- HealtheConnections is working to achieve HITRUST Certification in accordance with the HITRUST Common Security Framework (CSF) to improve secure health data exchange for the 11 counties of central New York.
The health information exchange is partnering with healthcare security provider BluePrint Healthcare IT in an effort to comply with the HITRUST health data security framework.
HealtheConnections is one of eight regional HIEs in New York assisting providers in securely accessing patient EHRs at no cost.
“We take pride in continuous growth and development of new, innovative technologies to better support our participants,” said HealtheConnections President & CEO Rob Hack. “The HITRUST Certification is another layer of assurance that the information our healthcare professionals rely on is as secure as possible.”
“It clearly demonstrates to all our stakeholders — the New York State Department of Health, all healthcare organizations in Central and Northern New York, and the 1.5 million patients we serve — that our security program is reliable,” he continued.
Currently, the New York HIE collects data from more than 200 data sources including VA, the Department of Defense (DoD), and many healthcare organizations throughout the New York area.
“Cyber threats and organized targeting of healthcare data are on the rise and the HITRUST CSF has become the ‘gold standard’ for measuring and certifying security management programs,” said BluePrint Healthcare IT President & CEO of Vikas Khosla. “Because of the unique and paramount role that HealtheConnections plays in value-based, shared care, it’s prudent to adopt a scalable security framework that addresses the most widely trusted standards in cybersecurity.”
HealtheConnections is a qualified participant of the State Health Information Network of New York (SHIN-NY).
The HITRUST CSF framework is the most widely-adopted security framework in the country. The framework is continually updated in keeping with new federal regulations and security risks.

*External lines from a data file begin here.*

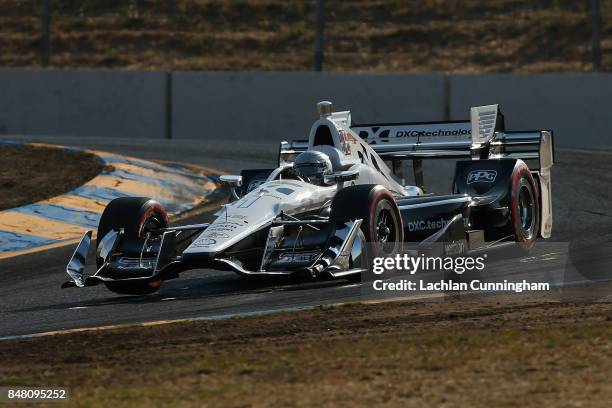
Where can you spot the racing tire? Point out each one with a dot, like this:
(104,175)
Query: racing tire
(382,221)
(135,215)
(524,208)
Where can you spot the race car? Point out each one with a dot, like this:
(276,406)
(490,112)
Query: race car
(337,200)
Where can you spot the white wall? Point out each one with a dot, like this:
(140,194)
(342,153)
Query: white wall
(82,103)
(271,106)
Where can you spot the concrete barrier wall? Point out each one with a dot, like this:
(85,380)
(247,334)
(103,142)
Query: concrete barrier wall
(576,106)
(271,106)
(82,103)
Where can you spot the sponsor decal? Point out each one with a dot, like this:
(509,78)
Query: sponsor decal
(383,134)
(219,235)
(438,132)
(204,242)
(484,176)
(346,146)
(297,256)
(427,225)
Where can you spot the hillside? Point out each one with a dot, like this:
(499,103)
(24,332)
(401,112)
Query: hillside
(361,35)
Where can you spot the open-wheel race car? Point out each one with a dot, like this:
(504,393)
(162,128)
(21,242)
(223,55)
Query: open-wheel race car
(337,200)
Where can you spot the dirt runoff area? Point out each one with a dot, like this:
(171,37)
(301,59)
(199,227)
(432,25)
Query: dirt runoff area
(392,354)
(33,173)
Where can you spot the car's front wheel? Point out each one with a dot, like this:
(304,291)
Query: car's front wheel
(137,216)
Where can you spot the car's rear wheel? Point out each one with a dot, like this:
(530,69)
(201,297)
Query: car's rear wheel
(137,216)
(524,207)
(382,222)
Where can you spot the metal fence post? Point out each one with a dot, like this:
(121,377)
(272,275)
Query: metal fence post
(596,34)
(320,24)
(45,33)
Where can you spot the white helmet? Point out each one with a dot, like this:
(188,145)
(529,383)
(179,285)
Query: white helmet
(313,166)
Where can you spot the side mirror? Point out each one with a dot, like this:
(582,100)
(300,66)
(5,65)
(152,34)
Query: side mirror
(234,182)
(231,180)
(341,176)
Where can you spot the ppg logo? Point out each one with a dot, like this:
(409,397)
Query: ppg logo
(485,176)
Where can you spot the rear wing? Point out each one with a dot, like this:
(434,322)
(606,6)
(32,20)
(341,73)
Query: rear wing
(482,137)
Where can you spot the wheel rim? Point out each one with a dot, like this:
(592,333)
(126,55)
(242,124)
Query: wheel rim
(386,230)
(525,209)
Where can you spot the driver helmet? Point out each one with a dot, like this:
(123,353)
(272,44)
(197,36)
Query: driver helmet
(313,166)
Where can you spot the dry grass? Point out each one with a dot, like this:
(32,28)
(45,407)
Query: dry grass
(361,35)
(29,174)
(403,354)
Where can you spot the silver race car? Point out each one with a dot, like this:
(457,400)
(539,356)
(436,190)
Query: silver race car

The ninth iteration of the HITRUST CSF will be released this month and is expected to address the NIST Cybersecurity Framework requirements as well for a more efficient way to report a healthcare organization’s cybersecurity posture.
HealtheConnections expects to pass the rigorous HITRUST Certification in 2018.
The Delaware Health Information Exchange Earns HITRUST Certification
Elsewhere in health data exchange, the Delaware Health Information Exchange (DHIN) recently earned HITRUST CSF Certification — also with the help of BluePrint Healthcare IT.
The HIE announced last week that all DHIN implemented systems have achieved certified status for information security by the Health Information Trust Alliance. DHIN now joins a small group of HIEs in the country to hold such a designation.
DHIN underwent a year of exhaustive analysis of all its existing security and privacy measures. Following the analysis, the HIE strengthened its security policies and procedures as needed to meet the requirements of HITRUST CSF.
“More than 2.2 million patients have entrusted DHIN with their sensitive information,” said DHIN CIO Mark Jacobs. “Receiving HITRUST CSF Certification gives practitioners, payers and consumers added assurance that DHIN meets the highest standards of security, privacy and compliance.”
The two-year certification is an ongoing process. Those with the certification must continue monitoring their privacy controls and maintain a record of no reportable data breaches. Additionally, HITRUST CSF Certified healthcare organizations must complete interim reviews in a timely manner.
“HITRUST has been working with the industry to ensure the appropriate information protection requirements are met when sensitive health information is accessed or stored in a cloud environment,” said HITRUST Chief Compliance Officer Ken Vander Wal. “By taking the steps necessary to obtain HITRUST CSF Certified status, DHIN is distinguished as an organization that people can count on to keep their information safe.”